The next best thing is google. I always google before I reverse engineer something to at least know what to look for. Just search for "remote control toy car signal" and one of the top results will lead you to this page: http://electronics.howstuffworks.com/rc-toy2.htm
Basically cheap toy cars work by sending pulses to send a command and the receiver counts the number of pulses to figure out what to do (note that this is a very different signaling scheme compared to "real" RC equipment, those found on more expensive "toys").

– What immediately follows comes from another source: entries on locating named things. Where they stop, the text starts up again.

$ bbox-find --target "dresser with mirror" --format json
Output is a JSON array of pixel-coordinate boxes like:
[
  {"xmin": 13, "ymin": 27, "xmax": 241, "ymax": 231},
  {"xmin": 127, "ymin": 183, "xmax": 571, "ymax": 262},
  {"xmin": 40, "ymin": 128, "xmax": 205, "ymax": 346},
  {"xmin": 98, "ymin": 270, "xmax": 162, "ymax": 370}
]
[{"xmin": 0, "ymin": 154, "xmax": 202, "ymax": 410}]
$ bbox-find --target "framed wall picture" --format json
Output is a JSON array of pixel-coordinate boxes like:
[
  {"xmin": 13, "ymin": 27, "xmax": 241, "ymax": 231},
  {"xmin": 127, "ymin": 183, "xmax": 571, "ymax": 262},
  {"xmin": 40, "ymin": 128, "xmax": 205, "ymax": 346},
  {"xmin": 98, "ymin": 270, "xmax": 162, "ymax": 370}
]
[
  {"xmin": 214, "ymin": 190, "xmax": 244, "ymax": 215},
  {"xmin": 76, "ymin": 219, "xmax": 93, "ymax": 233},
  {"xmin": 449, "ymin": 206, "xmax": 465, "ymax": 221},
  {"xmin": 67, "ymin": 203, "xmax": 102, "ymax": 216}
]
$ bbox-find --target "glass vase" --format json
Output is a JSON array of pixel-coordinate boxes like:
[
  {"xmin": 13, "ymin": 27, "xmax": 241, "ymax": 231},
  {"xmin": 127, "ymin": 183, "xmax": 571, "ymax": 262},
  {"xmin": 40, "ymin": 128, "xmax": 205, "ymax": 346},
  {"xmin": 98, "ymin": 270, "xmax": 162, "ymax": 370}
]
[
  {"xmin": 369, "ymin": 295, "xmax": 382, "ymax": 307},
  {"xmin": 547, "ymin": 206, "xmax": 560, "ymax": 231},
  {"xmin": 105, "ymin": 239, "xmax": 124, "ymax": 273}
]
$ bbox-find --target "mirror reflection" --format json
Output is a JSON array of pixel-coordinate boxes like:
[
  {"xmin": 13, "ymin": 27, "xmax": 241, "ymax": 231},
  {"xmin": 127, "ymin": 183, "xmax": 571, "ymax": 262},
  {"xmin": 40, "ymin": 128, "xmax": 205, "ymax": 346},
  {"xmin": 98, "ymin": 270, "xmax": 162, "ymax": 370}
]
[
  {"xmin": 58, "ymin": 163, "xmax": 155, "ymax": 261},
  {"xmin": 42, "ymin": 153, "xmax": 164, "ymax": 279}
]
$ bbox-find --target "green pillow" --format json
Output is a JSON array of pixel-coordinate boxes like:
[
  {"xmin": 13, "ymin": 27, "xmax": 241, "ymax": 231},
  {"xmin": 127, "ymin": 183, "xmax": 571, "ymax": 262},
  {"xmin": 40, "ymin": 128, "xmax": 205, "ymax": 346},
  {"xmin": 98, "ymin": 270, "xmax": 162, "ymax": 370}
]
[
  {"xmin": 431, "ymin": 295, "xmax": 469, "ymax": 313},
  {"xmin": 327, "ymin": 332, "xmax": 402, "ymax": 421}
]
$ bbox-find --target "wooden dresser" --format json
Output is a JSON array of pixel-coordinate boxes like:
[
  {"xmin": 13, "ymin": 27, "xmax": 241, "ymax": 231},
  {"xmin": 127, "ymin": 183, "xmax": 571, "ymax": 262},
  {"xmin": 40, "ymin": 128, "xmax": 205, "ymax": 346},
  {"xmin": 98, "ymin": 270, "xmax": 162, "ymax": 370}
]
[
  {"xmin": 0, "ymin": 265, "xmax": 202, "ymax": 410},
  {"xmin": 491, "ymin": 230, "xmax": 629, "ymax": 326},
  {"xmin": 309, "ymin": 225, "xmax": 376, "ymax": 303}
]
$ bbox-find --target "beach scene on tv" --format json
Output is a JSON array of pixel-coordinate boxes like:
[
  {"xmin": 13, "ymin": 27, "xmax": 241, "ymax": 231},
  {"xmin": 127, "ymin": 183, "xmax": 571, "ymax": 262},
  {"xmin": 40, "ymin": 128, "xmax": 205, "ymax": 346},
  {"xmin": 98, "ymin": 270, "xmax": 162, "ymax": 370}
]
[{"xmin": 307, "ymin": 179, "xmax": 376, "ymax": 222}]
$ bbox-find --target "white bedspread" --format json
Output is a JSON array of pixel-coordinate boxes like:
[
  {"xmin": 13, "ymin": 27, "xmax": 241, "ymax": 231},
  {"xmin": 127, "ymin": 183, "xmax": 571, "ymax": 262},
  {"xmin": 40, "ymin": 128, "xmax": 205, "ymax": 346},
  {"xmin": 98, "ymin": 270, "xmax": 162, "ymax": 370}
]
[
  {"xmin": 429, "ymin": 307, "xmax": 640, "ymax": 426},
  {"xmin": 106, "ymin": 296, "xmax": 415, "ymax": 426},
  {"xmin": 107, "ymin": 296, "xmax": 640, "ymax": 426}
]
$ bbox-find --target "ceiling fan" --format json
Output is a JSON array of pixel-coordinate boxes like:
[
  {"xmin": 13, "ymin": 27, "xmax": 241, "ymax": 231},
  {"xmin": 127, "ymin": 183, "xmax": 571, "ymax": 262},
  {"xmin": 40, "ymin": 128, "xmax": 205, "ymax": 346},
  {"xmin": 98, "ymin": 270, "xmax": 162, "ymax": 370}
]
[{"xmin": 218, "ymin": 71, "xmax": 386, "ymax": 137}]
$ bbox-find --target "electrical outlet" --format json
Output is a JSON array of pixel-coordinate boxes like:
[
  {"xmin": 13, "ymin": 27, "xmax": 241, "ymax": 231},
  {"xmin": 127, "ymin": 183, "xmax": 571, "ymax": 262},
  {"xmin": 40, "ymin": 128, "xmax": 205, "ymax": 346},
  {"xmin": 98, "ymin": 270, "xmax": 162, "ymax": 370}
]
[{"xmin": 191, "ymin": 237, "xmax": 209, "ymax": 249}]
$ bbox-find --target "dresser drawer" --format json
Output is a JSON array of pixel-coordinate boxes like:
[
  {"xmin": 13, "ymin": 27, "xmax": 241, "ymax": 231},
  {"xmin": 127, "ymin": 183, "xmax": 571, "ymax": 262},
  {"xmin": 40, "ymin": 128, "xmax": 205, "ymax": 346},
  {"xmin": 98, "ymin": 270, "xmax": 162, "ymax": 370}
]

The pulses look something like this:
____ ____ _ _ _ _
____| |____| |_| |_| |_| |_| |____
long pulses short pulses
indicates start encode the command
The number of short pulses encode the command. For example, on a toy car I once hacked I found this encoding:
- 10-15 pulses = forward
- 18-24 pulses = reverse
- 26-30 pulses = forward left
- 32-38 pulses = forward right
- 40-45 pulses = reverse left
- 48-54 pulses = reverse right
Last time I used one of these to send my own data I generated the expected pulses using a microcontroller and on the receiving end have a microcontroller read the voltages of the H bridge outputs controlling the drive and steering motors. Then I invented my own coding scheme to send bytes. Something like this:
- forward (F) = start of byte
- forward left (FL) = 00
- forward right (FR) = 01
- reverse left (RL) = 10
- reverse right (RR) = 11
So to send the letter 'A', which is 0x41, I'd transmit:
F, FR, FL, FL, FR
Considering that each "packet" takes around 80ms on average to transmit and you need 5 packets per byte and to be safe and avoid glitching you should send at least 2 or 3 frames per packet, you're looking at roughly 1 second per byte. Which is 8bps. Very slow but usable.
If you don't need to send bytes then just read the motor output directly. That gives you 6 momentary signals (F,R,FL,FR,RL,RR) or 3 on/off signals (F/R, FL/FR, RL/RR).